Baachan nodded. “Even if only five year, I hope I be alive, but maybe I be dead. Don’t look so worry; when you old, you understand will die someday. Anyway, I stay here now. I too old to move. I don’t even like walk so much anymore.” She smiled again. She had been looking at Akira and Hanako all night and smiling.
Baachan left for her bath, and Hanako washed and dried the dishes and put them away. It would not be an easy trip, going back to America. She thought of the journey to Japan on the ship and how awful it would be making that same trip back, this time without her parents. But she knew that sometimes merciful people could just appear suddenly. It happened. There was a time in Jerome when she got lost in the barracks in a storm. Her dress was covered in mud. All the barracks looked exactly alike. And out of nowhere a middle-aged couple had found her. The man had picked her up. She hadn’t even remembered her barrack number, but somehow they had figured out where she belonged. Maybe sometimes you just had to go out into the world and trust what would happen. You had to trust that there were good people in the world. Like Mr. Collins. Like that couple. Like her family. This was life. This, she knew, was also kintsukuroi. Putting broken things back together with gold. That was what Mr. Collins was doing, it seemed to her, but it would take a long time.
CHAPTER
FORTY-ONE
Papa talked to Mr. Collins several more times. He said he did not think the man could possibly sleep more than a few hours a night. Otherwise, how would he have time to talk to all the renunciants? Mr. Collins had found a young woman who’d c
ome over to Japan with her family, though she herself had not renounced. And now she was returning. Papa would be paying her to watch over Hanako and Akira on the ship. The only problem was that she was leaving soon. Very soon.
In a week.
Akira threw up when he found out. Then he ran and got his green Monopoly houses and threw them across the room. After that, he went to the corner and stood there and refused to move. If anyone came near him, he would scream. Usually, Hanako was used to him and took him in stride. But watching him in the corner that way, she started to feel very fearful of the responsibility. She did not understand how Kiyoshi could stand the responsibility of taking care of a young sibling. Didn’t he like it better when someone took care of him? But . . . choices. He had no choices.

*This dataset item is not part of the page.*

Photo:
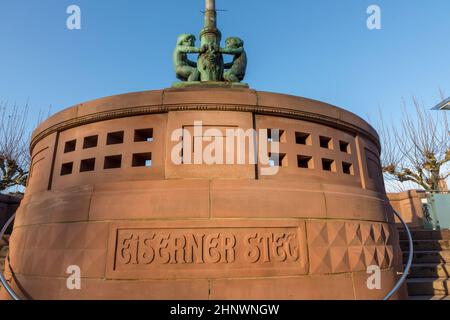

Every night after dinner, Baachan wrapped her arms around Hanako, and Jiichan wrapped his around Akira, and they sat by the table just like that, sometimes not even talking.
“This is fair,” Baachan said. “Your parent have you your whole life, but we have for only short time. So we need hold you now.”
“You will see your parent again,” Jiichan agreed. “But we are old.”
Then one night Papa said loudly, “I have an idea! Is there a photographer in the village? Let’s take a picture!”